Serikat 67MALAIKAT KEMATIAN TERUS MENGINTAI BURUH YANG TENGAH BEKERJA. BURUH INDONESIA MASIH MEMPERINGATI INTERNATIONAL WORKERS MEMORIAL DAY (IWMD) ATAU PERINGATAN HARI BURUH YANG TEWAS BEKERJA 2018 DI BAWAH LANGIT MENDUNG KONDISI KERJA MEMATIKAN.

Maman baru berumur 25 tahun ketika ia meregang nyawa akibat kecelakaan kerja di proyek pembangunan Jembatan Tol Bocimi, Caringin, Bogor, Jawa Barat pada September 2017. Kegagalan konstruksi membuat jembatan ambruk dan menimpanya.
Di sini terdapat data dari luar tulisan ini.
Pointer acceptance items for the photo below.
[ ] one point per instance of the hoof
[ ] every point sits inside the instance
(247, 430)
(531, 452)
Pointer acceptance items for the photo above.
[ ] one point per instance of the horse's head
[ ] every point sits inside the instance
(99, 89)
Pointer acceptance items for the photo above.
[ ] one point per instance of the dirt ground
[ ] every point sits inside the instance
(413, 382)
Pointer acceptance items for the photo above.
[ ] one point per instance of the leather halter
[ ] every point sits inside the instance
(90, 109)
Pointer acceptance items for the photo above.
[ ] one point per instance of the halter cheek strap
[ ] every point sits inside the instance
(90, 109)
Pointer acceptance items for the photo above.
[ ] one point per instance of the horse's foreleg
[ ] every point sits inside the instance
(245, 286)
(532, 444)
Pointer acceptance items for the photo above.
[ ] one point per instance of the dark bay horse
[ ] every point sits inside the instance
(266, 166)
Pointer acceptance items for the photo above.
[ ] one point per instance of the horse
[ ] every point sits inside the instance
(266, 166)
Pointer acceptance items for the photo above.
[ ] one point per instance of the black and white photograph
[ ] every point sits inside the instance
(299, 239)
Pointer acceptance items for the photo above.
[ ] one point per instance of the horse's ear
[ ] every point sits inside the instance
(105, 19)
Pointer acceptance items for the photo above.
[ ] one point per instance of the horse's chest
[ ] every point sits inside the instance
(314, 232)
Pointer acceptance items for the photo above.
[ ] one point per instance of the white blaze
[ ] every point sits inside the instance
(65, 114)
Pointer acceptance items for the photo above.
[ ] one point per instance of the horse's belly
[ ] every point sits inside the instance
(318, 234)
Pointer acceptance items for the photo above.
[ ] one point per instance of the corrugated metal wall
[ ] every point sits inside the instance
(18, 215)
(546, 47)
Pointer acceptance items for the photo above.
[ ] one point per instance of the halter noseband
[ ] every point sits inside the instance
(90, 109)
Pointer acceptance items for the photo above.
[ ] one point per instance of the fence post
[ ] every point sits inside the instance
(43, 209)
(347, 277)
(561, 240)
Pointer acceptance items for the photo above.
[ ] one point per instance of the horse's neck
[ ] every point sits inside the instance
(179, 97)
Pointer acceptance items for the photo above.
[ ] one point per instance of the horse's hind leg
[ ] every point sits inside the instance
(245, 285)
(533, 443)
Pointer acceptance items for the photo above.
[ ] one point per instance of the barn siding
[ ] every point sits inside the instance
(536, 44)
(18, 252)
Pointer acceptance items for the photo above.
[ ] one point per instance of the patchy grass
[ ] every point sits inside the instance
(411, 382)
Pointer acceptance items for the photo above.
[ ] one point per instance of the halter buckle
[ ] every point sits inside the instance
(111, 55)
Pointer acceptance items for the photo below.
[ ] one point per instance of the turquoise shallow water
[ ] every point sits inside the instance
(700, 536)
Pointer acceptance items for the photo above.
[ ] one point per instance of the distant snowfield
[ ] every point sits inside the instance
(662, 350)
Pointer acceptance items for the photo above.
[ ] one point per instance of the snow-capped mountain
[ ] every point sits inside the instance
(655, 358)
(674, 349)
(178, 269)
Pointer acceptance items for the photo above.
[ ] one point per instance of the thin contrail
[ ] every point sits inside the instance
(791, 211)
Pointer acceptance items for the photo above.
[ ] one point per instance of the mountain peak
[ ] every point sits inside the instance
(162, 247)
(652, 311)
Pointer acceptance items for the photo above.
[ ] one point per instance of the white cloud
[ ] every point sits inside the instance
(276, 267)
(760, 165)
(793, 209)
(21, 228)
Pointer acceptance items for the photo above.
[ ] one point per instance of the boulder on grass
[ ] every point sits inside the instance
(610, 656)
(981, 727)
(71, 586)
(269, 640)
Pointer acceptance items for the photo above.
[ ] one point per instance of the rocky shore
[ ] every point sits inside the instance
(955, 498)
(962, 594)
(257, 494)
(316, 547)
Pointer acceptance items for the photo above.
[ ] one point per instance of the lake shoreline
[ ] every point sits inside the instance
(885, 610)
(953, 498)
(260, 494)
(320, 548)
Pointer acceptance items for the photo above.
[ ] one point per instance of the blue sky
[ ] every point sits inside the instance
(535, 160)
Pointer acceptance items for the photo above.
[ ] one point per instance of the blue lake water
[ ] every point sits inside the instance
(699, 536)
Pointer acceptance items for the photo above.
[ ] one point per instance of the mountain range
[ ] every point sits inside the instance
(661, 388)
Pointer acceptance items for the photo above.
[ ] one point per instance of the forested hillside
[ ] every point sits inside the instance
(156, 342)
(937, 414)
Februari lalu, empat buruh tewas seketika dalam kecelakaan pembangunan rel kereta api di Jatinegara, Jakarta. Perusahaan BUMN, yang seharusnya menjadi contoh model bisnis, malahan menjadi sumber kecelakaan kerja. Di sektor konstruksi garapan perusahaan pelat merah, ada 13 kecelakaan kerja dalam 10 bulan terakhir. Di sektor swasta, tahun 2017 menorehkan catatan kelam 47 buruh tewas mengenaskan akibat ledakan pabrik petasan.
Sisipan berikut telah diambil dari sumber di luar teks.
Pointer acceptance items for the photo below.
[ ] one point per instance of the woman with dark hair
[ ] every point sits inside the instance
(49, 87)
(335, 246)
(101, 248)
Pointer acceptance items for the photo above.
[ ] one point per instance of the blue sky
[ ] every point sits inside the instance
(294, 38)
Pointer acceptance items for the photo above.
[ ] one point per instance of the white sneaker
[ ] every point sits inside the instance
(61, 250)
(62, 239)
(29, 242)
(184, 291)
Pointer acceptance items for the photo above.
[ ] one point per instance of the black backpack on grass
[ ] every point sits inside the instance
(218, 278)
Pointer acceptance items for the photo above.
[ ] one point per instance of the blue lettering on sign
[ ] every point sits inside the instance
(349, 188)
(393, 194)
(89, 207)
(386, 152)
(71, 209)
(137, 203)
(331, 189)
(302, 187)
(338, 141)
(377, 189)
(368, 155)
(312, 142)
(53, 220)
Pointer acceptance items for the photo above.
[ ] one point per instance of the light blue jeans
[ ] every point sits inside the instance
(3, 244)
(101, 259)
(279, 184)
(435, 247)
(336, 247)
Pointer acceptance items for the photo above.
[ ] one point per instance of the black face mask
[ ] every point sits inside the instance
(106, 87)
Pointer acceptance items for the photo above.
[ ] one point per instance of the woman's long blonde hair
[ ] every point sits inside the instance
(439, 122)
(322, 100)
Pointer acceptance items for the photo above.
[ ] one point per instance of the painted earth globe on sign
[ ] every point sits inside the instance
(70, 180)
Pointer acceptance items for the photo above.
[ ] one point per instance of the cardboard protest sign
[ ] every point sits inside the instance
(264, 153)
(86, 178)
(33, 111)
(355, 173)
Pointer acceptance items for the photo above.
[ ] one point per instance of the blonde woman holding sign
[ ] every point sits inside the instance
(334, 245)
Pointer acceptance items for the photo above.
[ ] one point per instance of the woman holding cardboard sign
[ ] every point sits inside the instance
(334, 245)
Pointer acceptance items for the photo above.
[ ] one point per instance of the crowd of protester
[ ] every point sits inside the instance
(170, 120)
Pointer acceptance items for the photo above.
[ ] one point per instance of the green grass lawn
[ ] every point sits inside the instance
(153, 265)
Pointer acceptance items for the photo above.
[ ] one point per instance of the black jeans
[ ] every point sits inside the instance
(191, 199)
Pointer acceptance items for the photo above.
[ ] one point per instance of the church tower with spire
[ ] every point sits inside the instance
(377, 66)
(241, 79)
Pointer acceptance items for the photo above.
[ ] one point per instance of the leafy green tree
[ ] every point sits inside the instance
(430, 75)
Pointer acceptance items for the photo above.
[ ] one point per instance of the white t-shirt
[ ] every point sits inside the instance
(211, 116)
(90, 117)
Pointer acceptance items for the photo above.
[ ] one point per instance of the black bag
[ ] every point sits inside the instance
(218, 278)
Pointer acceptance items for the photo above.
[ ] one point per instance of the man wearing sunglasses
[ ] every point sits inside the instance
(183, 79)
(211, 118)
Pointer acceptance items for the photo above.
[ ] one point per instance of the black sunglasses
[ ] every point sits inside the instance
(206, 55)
Angka kecelakaan kerja terus meningkat. Pada 2017, kecelakaan kerja meningkat 20 persen menjadi 123 ribu. Artinya, setiap jam terjadi 14 kecelakaan menimpa buruh. Data itu baru berdasarkan laporan resmi Badan Penyelenggara Jaminan Sosial. Padahal, BPJS baru mencakup 22 juta (Mei 2017) dari 131 juta (Data BPS Februari 2017) angkatan kerja. Kondisi buruh migran Indonesia di luar negeri tidak kalah menggenaskan. Jaringan Buruh Migran Indonesia mencatat 217 buruh migran tewas sepanjang 2017 ketika mencari nafkah. Dari jumlah itu, 62 pekerja berasal dari salah satu provinsi termiskin, Nusa Tenggara Timur.
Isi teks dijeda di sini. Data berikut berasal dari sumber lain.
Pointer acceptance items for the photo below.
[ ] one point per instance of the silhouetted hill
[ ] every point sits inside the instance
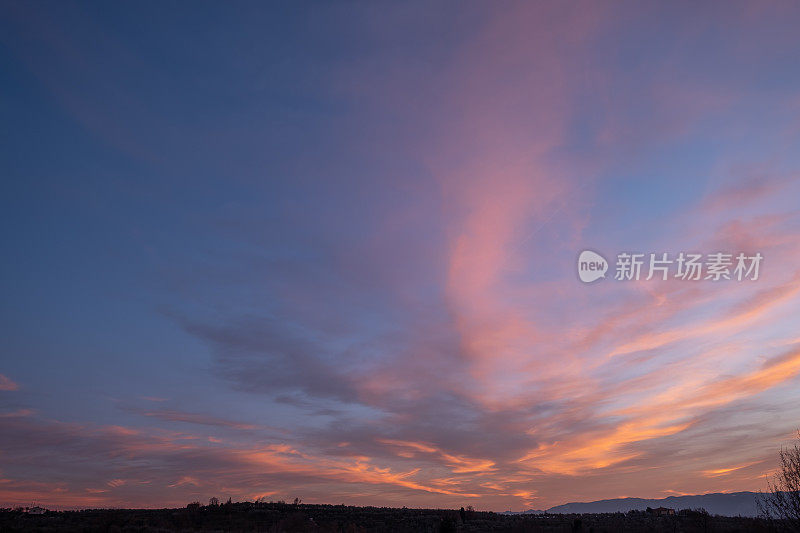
(730, 504)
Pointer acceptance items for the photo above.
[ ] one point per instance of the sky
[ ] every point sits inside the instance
(328, 251)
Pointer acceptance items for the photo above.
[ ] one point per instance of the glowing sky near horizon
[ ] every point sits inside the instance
(328, 251)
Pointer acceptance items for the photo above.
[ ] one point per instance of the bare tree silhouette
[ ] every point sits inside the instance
(782, 499)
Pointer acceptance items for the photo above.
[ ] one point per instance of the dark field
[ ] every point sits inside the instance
(278, 517)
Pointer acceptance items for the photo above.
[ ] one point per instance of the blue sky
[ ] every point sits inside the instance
(327, 251)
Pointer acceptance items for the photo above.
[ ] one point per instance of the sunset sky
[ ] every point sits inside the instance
(328, 251)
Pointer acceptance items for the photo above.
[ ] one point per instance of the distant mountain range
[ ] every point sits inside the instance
(726, 504)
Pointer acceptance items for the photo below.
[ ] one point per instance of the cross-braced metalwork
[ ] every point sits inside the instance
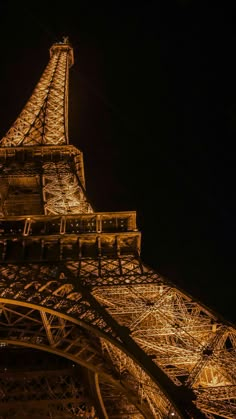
(73, 284)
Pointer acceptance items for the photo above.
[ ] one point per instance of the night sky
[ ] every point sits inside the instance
(152, 106)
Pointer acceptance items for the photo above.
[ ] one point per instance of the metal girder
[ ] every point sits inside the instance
(72, 284)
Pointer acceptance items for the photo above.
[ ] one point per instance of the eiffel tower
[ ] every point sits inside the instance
(86, 328)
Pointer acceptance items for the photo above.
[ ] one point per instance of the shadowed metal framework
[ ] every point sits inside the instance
(74, 289)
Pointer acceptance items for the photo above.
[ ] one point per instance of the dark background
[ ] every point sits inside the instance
(153, 108)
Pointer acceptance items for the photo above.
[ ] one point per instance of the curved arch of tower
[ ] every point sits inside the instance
(74, 287)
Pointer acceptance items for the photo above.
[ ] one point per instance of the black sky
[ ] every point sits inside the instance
(153, 108)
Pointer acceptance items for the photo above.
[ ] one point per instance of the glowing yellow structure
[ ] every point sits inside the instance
(73, 286)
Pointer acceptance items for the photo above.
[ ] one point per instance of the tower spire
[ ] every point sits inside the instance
(44, 118)
(72, 283)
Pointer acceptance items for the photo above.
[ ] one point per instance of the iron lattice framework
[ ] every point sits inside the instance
(73, 284)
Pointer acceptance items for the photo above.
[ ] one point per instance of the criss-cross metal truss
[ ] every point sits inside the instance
(72, 283)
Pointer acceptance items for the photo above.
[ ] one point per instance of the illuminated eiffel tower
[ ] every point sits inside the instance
(86, 328)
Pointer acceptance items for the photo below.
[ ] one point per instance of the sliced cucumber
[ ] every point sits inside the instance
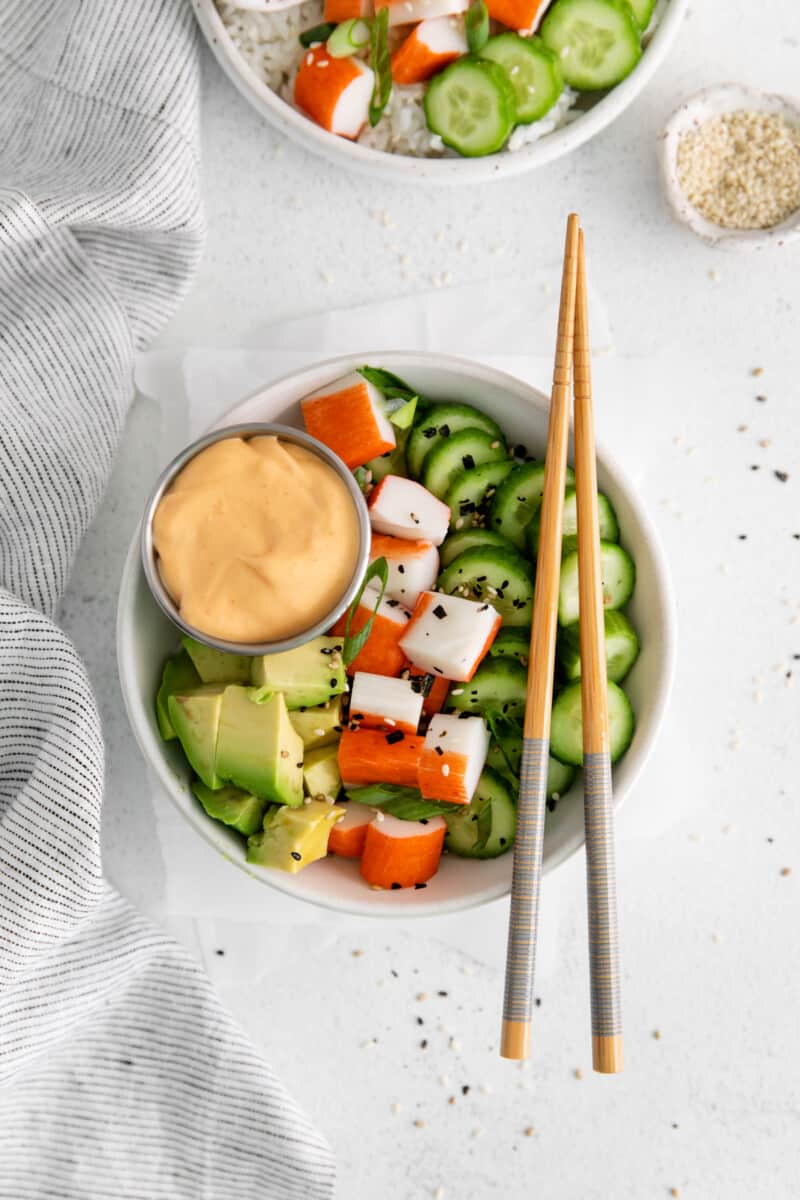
(534, 71)
(492, 574)
(498, 683)
(566, 724)
(459, 453)
(439, 421)
(642, 11)
(470, 105)
(517, 501)
(483, 828)
(607, 517)
(621, 647)
(619, 580)
(596, 41)
(512, 642)
(471, 492)
(455, 544)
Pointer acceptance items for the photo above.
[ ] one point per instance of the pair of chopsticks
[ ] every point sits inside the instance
(571, 372)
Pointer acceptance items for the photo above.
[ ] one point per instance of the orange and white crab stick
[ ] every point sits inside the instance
(410, 12)
(429, 47)
(521, 15)
(368, 756)
(337, 11)
(452, 757)
(336, 94)
(382, 653)
(413, 565)
(402, 853)
(350, 831)
(385, 703)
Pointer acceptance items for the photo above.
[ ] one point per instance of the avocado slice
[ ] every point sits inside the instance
(318, 726)
(240, 810)
(320, 772)
(258, 749)
(179, 675)
(307, 676)
(294, 838)
(196, 719)
(216, 666)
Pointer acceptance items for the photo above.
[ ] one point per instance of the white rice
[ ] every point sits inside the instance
(268, 41)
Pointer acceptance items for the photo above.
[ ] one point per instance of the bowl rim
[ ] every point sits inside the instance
(524, 393)
(247, 430)
(713, 101)
(409, 169)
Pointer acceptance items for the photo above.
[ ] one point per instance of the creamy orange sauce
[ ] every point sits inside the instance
(257, 540)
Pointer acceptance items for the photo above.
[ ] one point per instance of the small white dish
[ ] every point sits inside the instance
(601, 109)
(144, 639)
(716, 101)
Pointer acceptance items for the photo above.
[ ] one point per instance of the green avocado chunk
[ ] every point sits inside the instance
(258, 748)
(307, 676)
(318, 726)
(234, 808)
(196, 719)
(294, 838)
(179, 675)
(216, 666)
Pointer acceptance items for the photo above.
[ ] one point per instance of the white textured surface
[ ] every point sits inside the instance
(709, 923)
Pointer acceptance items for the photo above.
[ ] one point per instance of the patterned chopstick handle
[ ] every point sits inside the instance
(601, 888)
(527, 879)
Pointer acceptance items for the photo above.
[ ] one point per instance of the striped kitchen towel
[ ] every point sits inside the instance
(120, 1074)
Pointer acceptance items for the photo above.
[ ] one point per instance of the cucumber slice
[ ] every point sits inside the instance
(459, 453)
(596, 41)
(517, 501)
(534, 70)
(505, 755)
(607, 517)
(471, 492)
(566, 724)
(439, 421)
(512, 642)
(486, 827)
(621, 647)
(455, 544)
(619, 580)
(642, 11)
(470, 105)
(499, 576)
(498, 683)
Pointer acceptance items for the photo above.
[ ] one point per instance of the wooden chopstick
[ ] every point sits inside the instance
(599, 811)
(515, 1041)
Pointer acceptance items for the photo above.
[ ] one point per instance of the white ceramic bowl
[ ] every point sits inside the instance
(145, 637)
(725, 97)
(602, 111)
Konfederasi Persatuan Buruh Indonesia (KPBI) melihat kecelakaan kerja memiliki berbagai akar persoalan. Namun, salah satu persoalan yang paling mendesak terletak pada Undang-undang nomor 1 tahun 1970 tentang Keselamatan dan Kesehatan Kerja. Undang-undang itu tidak memuat sanksi pidana yang tegas.